There can be no doubt that the availability of big data and the emergence of big data analytics challenges established epistemologies across the academy. Debates about the datafication of humanities’ research materials – including debates about whether digitisation projects should be countenanced at all – are disputes about the shape of our culture which challenge our understanding of human knowledge and of knowledge production systems.
In a recent article on the “big data” turn in literary studies, Jean-Gabriel Ganascia addresses the epistemological status of Digital Humanities, asking if Digital Humanities are “Sciences of Nature” or “Sciences of Culture?”  Regarding similar concerns, Matthew L. Jockers a proponent of techniques of quantitative text analysis of the literary record writes, “(e)nough is enough. The label does not matter. The work is what matters, the outcomes and what they tell us about… are what matters.”  But labels do matter, they matter a great deal and Ganascia’s question is an important one, the answer to which reveals much about the underlying epistemology of Digital Humanities research.
As the basis of all information and knowledge, data is often defined as fact that exists irrespective of our state of knowing. Rob Kitchin has addressed the explosion of big data and an emergent fourth paradigm in science which is a result of the former definitions of data as the zero sum of all information and knowledge. This fourth paradigm, labelled New Empiricism or Empiricism Reborn, claims that Big Data and new data analytics ushers in a new era of knowledge production free from theory, human bias or framing and accessible by anyone with sufficient visual literacy. This is the position advocated by Chris Anderson, former editor-in-chief at Wired magazine.
However, as Kitchin observes data does not arise in a vacuum: “all data provide oligoptic views of the world: views from certain vantage points, using particular tools, rather than an all-seeing, infallible God’s eye view”. Whilst the end of theory may appear attractive to some, the empiricist model of knowledge creation is based on fundamental misconceptions about formation and analysis of computational data.
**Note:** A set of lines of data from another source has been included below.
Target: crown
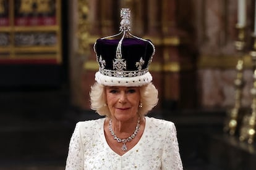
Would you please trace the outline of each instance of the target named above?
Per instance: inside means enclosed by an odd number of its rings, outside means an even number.
[[[150,40],[130,33],[130,9],[122,9],[121,32],[98,39],[94,44],[99,65],[95,80],[100,84],[111,86],[141,86],[152,81],[148,67],[155,54],[155,46]],[[113,39],[122,33],[121,39]]]

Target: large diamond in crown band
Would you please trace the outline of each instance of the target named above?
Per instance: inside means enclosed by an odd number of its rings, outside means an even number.
[[[125,59],[115,59],[113,61],[113,68],[118,71],[126,70],[126,61]]]

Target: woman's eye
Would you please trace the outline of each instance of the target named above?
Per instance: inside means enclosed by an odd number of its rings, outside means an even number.
[[[111,90],[111,91],[109,91],[109,92],[110,92],[110,93],[113,93],[113,94],[116,94],[116,93],[117,93],[117,92],[118,92],[118,91],[117,91],[117,90]]]
[[[129,93],[134,93],[134,92],[136,92],[136,91],[135,90],[135,89],[129,89],[129,91],[128,91],[128,92]]]

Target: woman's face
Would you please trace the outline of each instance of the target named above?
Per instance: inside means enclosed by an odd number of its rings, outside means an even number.
[[[127,121],[137,118],[140,100],[139,87],[106,87],[106,99],[112,118]]]

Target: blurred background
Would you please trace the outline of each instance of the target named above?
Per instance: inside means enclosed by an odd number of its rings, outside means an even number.
[[[0,0],[0,169],[64,169],[88,93],[96,39],[150,39],[160,102],[184,169],[256,169],[254,0]]]

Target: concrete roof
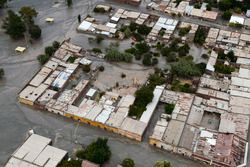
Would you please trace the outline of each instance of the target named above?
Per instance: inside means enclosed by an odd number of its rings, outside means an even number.
[[[154,97],[153,97],[153,100],[151,103],[149,103],[147,106],[146,106],[146,111],[143,112],[141,118],[140,118],[140,121],[148,124],[154,111],[155,111],[155,108],[160,100],[160,97],[161,97],[161,94],[164,90],[164,87],[162,86],[156,86],[155,90],[154,90]]]
[[[52,72],[52,69],[43,67],[36,76],[30,81],[30,85],[32,86],[39,86]]]
[[[172,119],[167,126],[163,140],[166,143],[177,146],[183,132],[184,124],[184,122]]]
[[[239,23],[239,24],[244,24],[245,19],[241,16],[231,16],[229,23]]]
[[[56,167],[67,152],[50,146],[51,139],[32,134],[13,154],[6,167]]]
[[[132,118],[126,117],[121,125],[121,129],[130,133],[143,135],[147,124]]]
[[[45,85],[45,84],[41,84],[38,87],[27,86],[19,94],[19,97],[35,102],[47,88],[48,88],[48,85]]]

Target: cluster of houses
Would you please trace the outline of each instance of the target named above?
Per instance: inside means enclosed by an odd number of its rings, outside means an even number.
[[[148,41],[155,41],[160,37],[163,41],[168,42],[178,25],[178,20],[175,19],[120,8],[110,16],[106,23],[98,23],[95,18],[88,16],[77,29],[80,32],[101,34],[108,37],[117,37],[118,35],[119,38],[123,39],[124,35],[119,34],[119,30],[122,26],[129,25],[131,22],[152,28],[147,36]],[[159,35],[160,32],[162,35]]]
[[[91,86],[90,78],[77,77],[82,65],[91,64],[85,57],[87,53],[82,52],[81,47],[63,42],[21,90],[19,102],[141,141],[163,87],[155,88],[154,99],[141,118],[132,119],[128,112],[134,103],[134,95],[120,96],[109,91],[100,95]],[[67,61],[70,57],[75,57],[73,63]]]
[[[157,3],[150,2],[147,8],[167,14],[192,16],[209,21],[215,21],[218,17],[218,12],[207,10],[207,3],[202,3],[200,8],[195,8],[194,5],[190,5],[190,1],[178,3],[175,0],[162,0]]]
[[[162,114],[149,143],[218,167],[247,163],[249,66],[232,78],[204,74],[195,94],[164,90],[162,103],[174,104]]]

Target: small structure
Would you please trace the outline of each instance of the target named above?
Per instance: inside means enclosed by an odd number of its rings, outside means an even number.
[[[52,140],[32,134],[10,157],[5,167],[56,167],[67,152],[52,147]]]
[[[18,46],[18,47],[15,49],[15,51],[16,51],[16,52],[19,52],[19,53],[23,53],[25,50],[26,50],[26,48],[25,48],[25,47],[21,47],[21,46]]]
[[[82,167],[100,167],[100,165],[87,161],[87,160],[83,160]]]
[[[45,19],[46,22],[48,23],[53,23],[54,22],[54,18],[53,17],[48,17]]]
[[[245,19],[241,16],[231,16],[229,23],[234,23],[234,24],[241,24],[244,25]]]

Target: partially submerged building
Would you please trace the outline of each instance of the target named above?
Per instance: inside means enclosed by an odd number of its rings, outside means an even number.
[[[51,146],[52,140],[32,134],[10,157],[5,167],[56,167],[67,152]]]

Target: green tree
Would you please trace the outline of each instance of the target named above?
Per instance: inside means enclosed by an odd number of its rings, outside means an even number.
[[[156,162],[156,164],[154,165],[154,167],[172,167],[171,163],[168,161],[158,161]]]
[[[58,167],[81,167],[81,164],[81,160],[64,160],[58,165]]]
[[[12,10],[8,11],[8,16],[4,19],[3,28],[6,30],[6,34],[10,35],[13,39],[23,38],[26,31],[21,17]]]
[[[195,33],[194,36],[194,43],[197,43],[199,45],[203,45],[206,38],[207,38],[207,29],[206,27],[199,26],[198,30]]]
[[[0,9],[3,8],[6,3],[7,0],[0,0]]]
[[[42,30],[38,25],[32,24],[29,26],[29,34],[30,34],[31,38],[39,39],[41,37]]]
[[[108,146],[108,139],[98,138],[96,141],[87,146],[84,154],[78,158],[87,159],[97,164],[103,164],[111,157],[111,151]]]
[[[96,40],[96,43],[100,44],[104,40],[104,38],[101,35],[97,35],[95,40]]]
[[[152,56],[151,56],[150,53],[147,53],[147,54],[144,55],[142,63],[145,66],[151,66],[152,65]]]
[[[60,47],[60,42],[54,41],[54,42],[52,43],[52,46],[53,46],[53,48],[54,48],[55,50],[57,50],[57,49],[59,49],[59,47]]]
[[[44,65],[48,60],[49,60],[50,56],[47,54],[41,54],[37,57],[37,60],[39,61],[39,63],[41,65]]]
[[[232,12],[230,10],[226,10],[221,15],[221,17],[222,17],[223,20],[230,20],[231,16],[232,16]]]
[[[107,51],[105,59],[108,61],[114,61],[114,62],[124,61],[129,63],[132,62],[133,55],[127,52],[121,53],[116,48],[111,48]]]
[[[150,33],[152,28],[146,26],[145,24],[142,24],[138,26],[137,32],[141,35],[148,35]]]
[[[73,5],[73,1],[72,0],[66,0],[67,2],[67,6],[68,7],[71,7]]]
[[[45,49],[45,54],[48,56],[52,56],[55,53],[55,49],[53,48],[53,46],[47,46]]]
[[[220,0],[219,1],[219,9],[222,11],[226,11],[232,8],[232,0]]]
[[[24,6],[19,11],[22,19],[27,24],[33,24],[34,23],[34,17],[37,17],[38,12],[35,8],[31,8],[30,6]]]
[[[139,42],[135,44],[135,48],[138,51],[138,54],[147,53],[150,50],[150,46],[146,42]]]
[[[4,76],[4,69],[0,68],[0,79],[2,79]]]
[[[121,166],[122,167],[134,167],[135,166],[135,162],[131,158],[125,158],[122,161]]]
[[[166,114],[172,114],[172,112],[173,112],[173,110],[174,110],[174,107],[175,107],[174,104],[169,104],[169,103],[167,103],[167,104],[165,105],[165,113],[166,113]]]
[[[187,43],[185,43],[183,46],[179,47],[178,54],[180,57],[186,56],[189,53],[190,47]]]
[[[200,69],[190,60],[180,59],[171,65],[171,72],[178,77],[190,78],[200,76]]]

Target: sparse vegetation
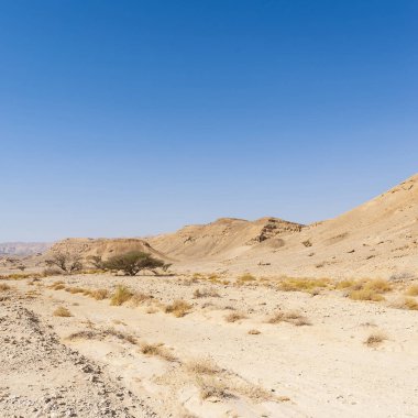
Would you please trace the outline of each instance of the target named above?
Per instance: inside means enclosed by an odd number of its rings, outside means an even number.
[[[162,260],[153,257],[148,253],[133,251],[125,254],[114,255],[107,262],[103,262],[103,267],[110,271],[122,271],[127,276],[135,276],[144,270],[150,270],[156,273],[156,268],[166,271],[170,264],[164,263]]]
[[[378,346],[383,343],[383,341],[387,340],[387,337],[382,332],[373,332],[367,339],[364,341],[364,344],[367,346]]]
[[[194,298],[204,298],[204,297],[220,297],[217,289],[213,287],[204,288],[204,289],[196,289],[194,292]]]
[[[331,286],[329,278],[296,278],[285,277],[277,282],[277,287],[283,292],[316,293],[318,289]]]
[[[72,312],[64,306],[59,306],[58,308],[56,308],[53,315],[54,317],[63,317],[63,318],[72,317]]]
[[[81,255],[69,252],[54,253],[45,263],[50,267],[59,268],[65,274],[77,273],[82,270]]]
[[[175,317],[180,318],[189,314],[191,305],[185,300],[177,299],[173,304],[167,305],[164,309],[166,314],[173,314]]]
[[[153,298],[154,297],[152,295],[143,294],[141,292],[135,292],[134,294],[132,294],[130,302],[132,306],[140,306],[144,301],[152,300]]]
[[[418,296],[418,285],[410,285],[406,290],[406,295]]]
[[[96,300],[103,300],[109,297],[109,290],[108,289],[91,290],[90,296]]]
[[[0,292],[10,290],[10,286],[6,283],[0,283]]]
[[[87,260],[95,268],[105,270],[105,262],[100,255],[90,255]]]
[[[405,297],[393,305],[397,309],[418,310],[418,302],[413,297]]]
[[[238,283],[239,284],[245,284],[245,283],[251,283],[255,282],[256,278],[251,274],[251,273],[244,273],[240,277],[238,277]]]
[[[140,351],[145,355],[155,355],[168,362],[175,362],[177,360],[175,355],[164,346],[163,343],[150,344],[147,342],[143,342]]]
[[[237,322],[241,319],[245,319],[246,316],[242,312],[231,312],[231,314],[228,314],[226,317],[224,317],[224,320],[227,322]]]
[[[199,386],[200,396],[204,400],[208,398],[227,399],[233,397],[228,389],[228,385],[219,377],[197,376],[196,383]]]
[[[110,298],[110,305],[121,306],[132,297],[132,292],[127,286],[117,286],[113,295]]]
[[[308,318],[306,318],[304,315],[299,314],[296,310],[292,310],[288,312],[284,312],[283,310],[279,310],[267,320],[267,323],[279,323],[279,322],[288,322],[297,327],[311,324]]]
[[[392,286],[387,280],[383,279],[362,279],[351,283],[348,296],[353,300],[385,300],[383,294],[391,292]]]

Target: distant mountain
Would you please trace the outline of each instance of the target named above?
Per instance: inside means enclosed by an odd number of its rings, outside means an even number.
[[[0,242],[0,256],[34,255],[44,253],[51,245],[47,242]]]

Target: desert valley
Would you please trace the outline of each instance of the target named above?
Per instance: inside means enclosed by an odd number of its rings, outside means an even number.
[[[0,249],[1,417],[418,416],[418,175],[308,226]]]

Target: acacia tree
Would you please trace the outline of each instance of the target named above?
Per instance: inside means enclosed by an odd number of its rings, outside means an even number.
[[[170,264],[166,264],[164,261],[155,258],[148,253],[132,251],[110,257],[103,262],[103,266],[112,271],[122,271],[128,276],[135,276],[143,270],[150,270],[156,274],[155,270],[160,267],[165,272]]]
[[[90,255],[89,257],[87,257],[87,260],[90,262],[90,264],[95,268],[99,268],[99,270],[103,270],[105,268],[105,262],[103,262],[103,260],[101,258],[100,255]]]
[[[58,267],[66,274],[76,273],[82,270],[81,255],[74,253],[56,252],[46,260],[50,267]]]

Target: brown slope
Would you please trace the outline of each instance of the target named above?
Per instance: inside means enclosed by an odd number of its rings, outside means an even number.
[[[148,241],[155,249],[177,260],[224,260],[264,241],[279,245],[278,237],[300,231],[301,228],[299,223],[277,218],[256,221],[221,218],[208,224],[188,226]]]
[[[81,254],[87,258],[91,255],[100,255],[103,260],[112,255],[123,254],[130,251],[141,251],[150,253],[161,260],[168,257],[160,251],[153,249],[146,241],[136,238],[120,239],[88,239],[88,238],[69,238],[56,242],[45,254],[47,257],[56,252],[70,252]]]
[[[304,244],[305,243],[305,244]],[[304,228],[271,250],[255,246],[235,267],[265,273],[382,275],[418,273],[418,175],[334,219]]]

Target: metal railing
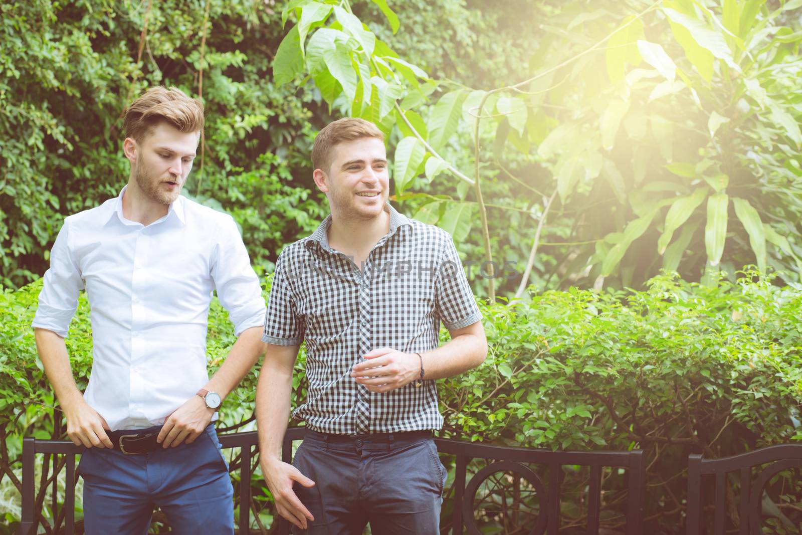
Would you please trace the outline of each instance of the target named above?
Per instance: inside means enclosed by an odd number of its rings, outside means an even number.
[[[303,439],[303,428],[292,428],[284,436],[282,458],[290,462],[292,456],[292,443]],[[256,432],[241,432],[220,435],[224,448],[239,448],[239,517],[237,520],[241,535],[249,533],[251,503],[251,460],[257,452]],[[536,491],[541,504],[532,535],[557,535],[560,528],[560,486],[563,476],[563,466],[584,466],[590,469],[589,491],[588,493],[587,533],[597,535],[599,529],[602,496],[602,471],[606,467],[625,468],[627,472],[628,489],[626,509],[626,535],[642,535],[643,496],[646,490],[646,466],[642,452],[553,452],[551,450],[525,448],[508,448],[462,442],[447,439],[435,439],[440,453],[456,456],[455,464],[455,506],[452,521],[454,535],[462,535],[467,529],[471,535],[480,535],[479,525],[474,520],[473,505],[476,493],[483,482],[495,473],[512,472],[527,480]],[[75,456],[83,450],[71,442],[62,440],[40,440],[26,438],[22,446],[22,524],[17,535],[30,535],[35,533],[42,522],[42,504],[34,504],[35,455],[44,453],[66,456],[64,463],[67,474],[65,496],[62,508],[64,528],[59,533],[73,535],[75,521]],[[468,479],[468,465],[473,459],[484,459],[488,464]],[[544,480],[526,464],[544,466],[548,473],[548,482]],[[55,466],[54,460],[54,466]],[[232,470],[236,470],[232,464]],[[53,503],[55,513],[55,487]],[[290,533],[289,522],[277,519],[279,535]],[[60,524],[60,520],[55,524]]]
[[[763,467],[753,480],[752,469],[767,464],[768,466]],[[772,477],[789,468],[802,468],[802,444],[768,446],[721,459],[703,459],[701,455],[691,455],[688,457],[687,535],[699,535],[703,533],[703,476],[715,476],[714,535],[724,535],[727,474],[734,472],[739,472],[739,535],[761,535],[764,488]]]

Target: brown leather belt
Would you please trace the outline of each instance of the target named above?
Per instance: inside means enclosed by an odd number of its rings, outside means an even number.
[[[161,444],[156,441],[160,431],[161,426],[147,429],[107,431],[106,434],[114,444],[112,449],[125,455],[141,455],[155,452],[161,448]]]

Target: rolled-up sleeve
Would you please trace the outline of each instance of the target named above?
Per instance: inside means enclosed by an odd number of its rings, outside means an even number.
[[[51,266],[45,272],[39,292],[39,305],[31,326],[52,330],[67,338],[82,290],[81,270],[70,250],[70,220],[67,218],[51,249]]]
[[[451,236],[444,240],[436,291],[435,308],[446,329],[461,329],[481,320]]]
[[[303,342],[304,322],[297,312],[287,277],[287,251],[276,261],[270,297],[267,301],[263,342],[277,346],[294,346]]]
[[[212,278],[217,298],[229,311],[237,336],[246,329],[261,326],[265,318],[261,286],[251,267],[237,224],[231,217],[226,217],[218,230]]]

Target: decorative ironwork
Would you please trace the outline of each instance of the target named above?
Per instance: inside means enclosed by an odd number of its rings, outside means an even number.
[[[752,481],[752,469],[767,464],[770,464],[763,468]],[[766,484],[780,472],[800,468],[802,468],[802,444],[769,446],[721,459],[703,459],[701,455],[691,455],[688,457],[687,535],[700,535],[703,533],[702,527],[702,512],[704,507],[702,498],[703,476],[715,476],[714,535],[723,535],[726,529],[724,513],[727,511],[727,475],[733,472],[739,472],[738,533],[739,535],[761,535],[762,501]]]
[[[292,443],[303,439],[303,428],[292,428],[287,430],[282,444],[282,459],[290,462],[292,458]],[[454,535],[462,535],[467,528],[472,535],[479,533],[479,527],[473,518],[473,502],[480,485],[493,473],[500,471],[512,471],[523,476],[536,489],[541,507],[534,529],[530,532],[535,535],[557,535],[560,522],[560,483],[562,480],[562,466],[580,465],[590,468],[589,492],[588,533],[598,533],[599,513],[601,509],[602,468],[604,467],[620,467],[627,470],[627,488],[630,494],[627,501],[626,535],[642,535],[643,494],[646,488],[645,467],[642,452],[553,452],[544,449],[525,448],[507,448],[487,444],[461,442],[459,440],[435,439],[437,449],[442,454],[456,457],[455,464],[456,504],[452,521]],[[232,463],[231,470],[240,472],[239,501],[240,510],[237,520],[238,532],[248,533],[250,525],[252,459],[258,451],[257,433],[241,432],[220,436],[220,442],[224,448],[241,448],[239,463]],[[63,506],[64,529],[59,533],[66,535],[75,533],[75,456],[79,455],[83,447],[75,446],[71,442],[63,440],[38,440],[26,438],[22,446],[22,525],[18,535],[29,535],[34,533],[41,517],[34,510],[34,472],[35,454],[45,453],[66,456],[67,484]],[[484,459],[491,462],[484,468],[475,474],[466,484],[468,465],[473,459]],[[548,484],[524,464],[537,464],[548,468],[549,478]],[[55,465],[54,465],[55,466]],[[56,496],[54,493],[54,503]],[[55,509],[54,509],[54,511]],[[290,525],[283,519],[278,519],[279,535],[289,535]]]

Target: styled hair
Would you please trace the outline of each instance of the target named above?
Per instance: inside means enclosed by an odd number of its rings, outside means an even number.
[[[331,166],[332,149],[338,144],[353,141],[363,137],[375,137],[384,141],[384,134],[373,123],[358,117],[343,117],[329,123],[314,138],[312,147],[312,167],[329,172]]]
[[[203,103],[178,87],[151,87],[125,111],[125,136],[141,143],[148,131],[161,122],[182,132],[200,132]]]

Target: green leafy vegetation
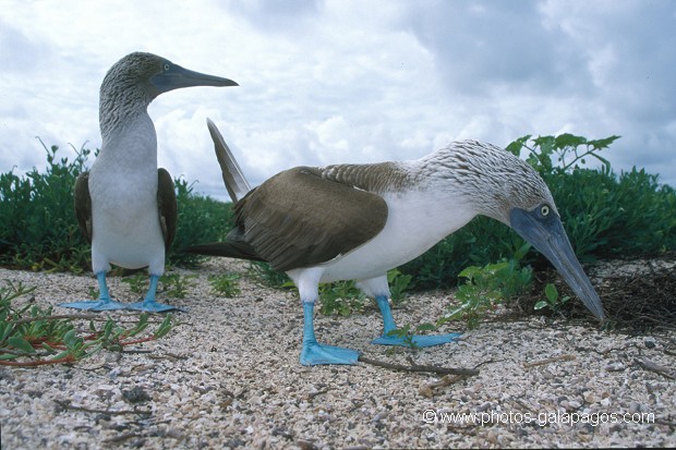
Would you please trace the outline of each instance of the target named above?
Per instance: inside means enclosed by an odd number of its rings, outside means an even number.
[[[82,272],[90,270],[89,243],[73,212],[73,185],[87,170],[90,150],[59,157],[59,148],[44,146],[47,168],[24,175],[14,169],[0,173],[0,265],[29,270]],[[231,226],[230,204],[193,193],[194,183],[177,179],[179,221],[167,255],[170,265],[194,266],[200,255],[179,252],[186,245],[218,241]]]
[[[130,326],[90,315],[56,316],[51,306],[12,303],[34,290],[11,282],[0,288],[0,365],[35,367],[74,363],[102,350],[121,351],[126,345],[162,338],[174,325],[169,314],[155,331],[142,337],[150,325],[145,313]],[[76,327],[77,319],[88,320],[86,330]]]
[[[615,173],[602,156],[618,138],[588,139],[572,134],[527,135],[507,150],[526,158],[552,191],[564,227],[584,263],[597,258],[656,256],[676,251],[676,191],[642,169]],[[31,270],[88,271],[89,244],[81,235],[73,214],[72,187],[87,170],[90,150],[75,150],[72,160],[58,156],[58,147],[45,146],[47,167],[24,175],[14,169],[0,173],[0,265]],[[593,162],[596,168],[588,167]],[[203,258],[179,250],[194,243],[218,241],[231,228],[231,205],[193,192],[194,183],[177,179],[179,223],[168,263],[193,267]],[[637,207],[638,206],[638,207]],[[500,262],[500,263],[495,263]],[[532,267],[546,267],[545,258],[504,224],[476,217],[442,240],[419,258],[388,273],[393,301],[406,291],[449,289],[458,282],[458,304],[439,320],[466,320],[476,326],[497,304],[530,285]],[[286,273],[266,263],[251,263],[248,276],[274,288],[289,288]],[[145,291],[147,276],[129,281],[132,290]],[[181,296],[189,277],[161,280],[162,289]],[[213,291],[237,295],[234,278],[212,278]],[[557,312],[566,302],[546,288],[540,311]],[[96,292],[92,291],[92,295]],[[541,294],[535,294],[541,295]],[[321,287],[324,314],[349,315],[362,311],[365,299],[351,281]],[[410,332],[409,327],[406,332]]]
[[[545,299],[535,303],[535,311],[550,308],[554,313],[560,313],[560,308],[570,300],[568,295],[559,296],[556,285],[547,283],[544,288]]]
[[[676,191],[642,169],[614,173],[599,153],[617,138],[528,135],[507,146],[516,155],[526,151],[527,161],[550,186],[582,263],[676,251]],[[583,167],[588,161],[597,161],[600,169]],[[476,217],[400,270],[413,277],[415,290],[449,289],[463,268],[511,259],[523,244],[504,224]],[[534,250],[521,259],[524,266],[548,265]]]

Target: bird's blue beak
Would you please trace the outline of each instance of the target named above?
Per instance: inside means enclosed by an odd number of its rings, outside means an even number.
[[[159,90],[159,94],[168,93],[169,90],[179,89],[181,87],[239,86],[239,84],[232,80],[194,72],[170,62],[165,63],[162,72],[153,76],[150,82],[153,83],[153,86]]]
[[[584,306],[601,321],[605,320],[603,305],[582,266],[575,256],[559,217],[548,206],[532,211],[514,208],[509,214],[511,228],[550,259]]]

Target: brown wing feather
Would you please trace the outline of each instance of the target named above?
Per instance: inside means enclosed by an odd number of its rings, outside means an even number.
[[[375,194],[299,167],[270,178],[236,205],[251,247],[277,270],[326,263],[373,239],[387,221]]]
[[[77,227],[89,243],[92,242],[92,197],[89,197],[89,172],[82,172],[73,186],[73,206]]]
[[[157,169],[157,209],[159,224],[165,238],[165,248],[168,251],[176,235],[178,209],[173,180],[166,169]]]

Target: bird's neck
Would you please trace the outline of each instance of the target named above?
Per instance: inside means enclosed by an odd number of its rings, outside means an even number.
[[[104,83],[99,95],[98,120],[102,141],[113,138],[122,130],[138,126],[148,117],[148,105],[153,101],[146,89],[131,85],[111,88]],[[150,126],[153,123],[150,122]],[[147,125],[146,125],[147,126]],[[155,130],[153,130],[155,133]]]
[[[157,134],[145,110],[126,114],[123,121],[116,122],[116,126],[105,129],[101,122],[101,135],[97,161],[114,160],[114,165],[128,173],[154,173],[157,170]]]

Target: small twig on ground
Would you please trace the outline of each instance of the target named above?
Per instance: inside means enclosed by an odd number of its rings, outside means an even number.
[[[636,358],[633,360],[633,362],[638,364],[640,367],[644,368],[645,370],[654,372],[655,374],[662,375],[663,377],[668,378],[668,379],[676,379],[675,376],[669,374],[671,370],[668,368],[663,367],[656,363],[653,363],[650,360],[647,360],[643,357],[640,360]]]
[[[141,438],[141,437],[143,437],[143,435],[140,435],[138,433],[125,433],[124,435],[113,436],[111,438],[104,439],[104,442],[120,443],[120,442],[124,442],[126,439]]]
[[[557,361],[574,361],[575,358],[576,358],[575,355],[559,355],[559,356],[545,357],[544,360],[535,361],[533,363],[523,363],[523,367],[531,368],[535,366],[544,366],[545,364],[556,363]]]
[[[408,366],[402,365],[402,364],[385,363],[383,361],[371,360],[370,357],[365,357],[365,356],[359,356],[358,361],[362,363],[371,364],[374,366],[378,366],[378,367],[389,368],[391,370],[430,372],[433,374],[459,375],[463,377],[479,375],[479,370],[475,368],[454,368],[454,367],[428,366],[428,365],[415,364],[412,361],[409,361],[410,365]]]
[[[120,410],[120,411],[110,411],[110,410],[96,410],[92,408],[85,406],[74,406],[71,404],[69,400],[55,400],[59,406],[64,410],[71,411],[83,411],[85,413],[96,413],[96,414],[110,414],[110,415],[121,415],[121,414],[141,414],[141,415],[153,415],[152,411],[142,411],[142,410]]]
[[[458,382],[460,380],[463,380],[464,378],[467,378],[467,376],[464,375],[445,375],[444,378],[442,378],[438,381],[435,382],[430,382],[426,385],[422,385],[420,387],[420,389],[418,389],[418,392],[423,396],[426,397],[427,399],[431,399],[434,397],[434,389],[436,388],[442,388],[444,386],[450,386],[454,382]]]

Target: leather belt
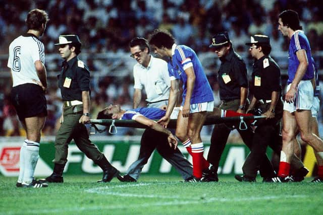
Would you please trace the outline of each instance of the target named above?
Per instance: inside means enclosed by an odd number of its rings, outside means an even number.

There is an alternative to new forms of empiricism labelled “data-driven science” which is described by Kitchin as follows: “more open to using a hybrid combination of abductive, inductive and deductive approaches to advance the understanding of a phenomenon… it forms a new mode of hypothesis generation before a deductive approach is employed. Nor does the process of induction arise from nowhere, but is situated and contextualized within a highly evolved theoretical domain.”
So, when Jockers writes that those who study texts must follow the example of Science and scale their methods according to the realities of big data, which method (or label) is he referring to? One might infer from his reference in the opening pages of his influential Macroanalysis: Digital Methods & Literary History to Anderson’s 2008 article that it is the former empiricist model. However, in the article referred to in the opening lines of this post, Jockers refers to his approach as “data-driven”. Are we to assume that this is a reference to data-driven scientific method? Rightly or wrongly, knowledge production is not impartial and we must always be mindful of the epistemologies to which we align ourselves as they will often reveal as much about our research as the information or data contained therein.
If Digital Humanists are said to be “nice” because we eschew theoretical debates in favour of the more easily resolved methodological ones, then I’d rather not be thought of as a “nice” Digital Humanist. I’d rather be responsible, argumentative or even wrong. But nice? Biscuits are nice.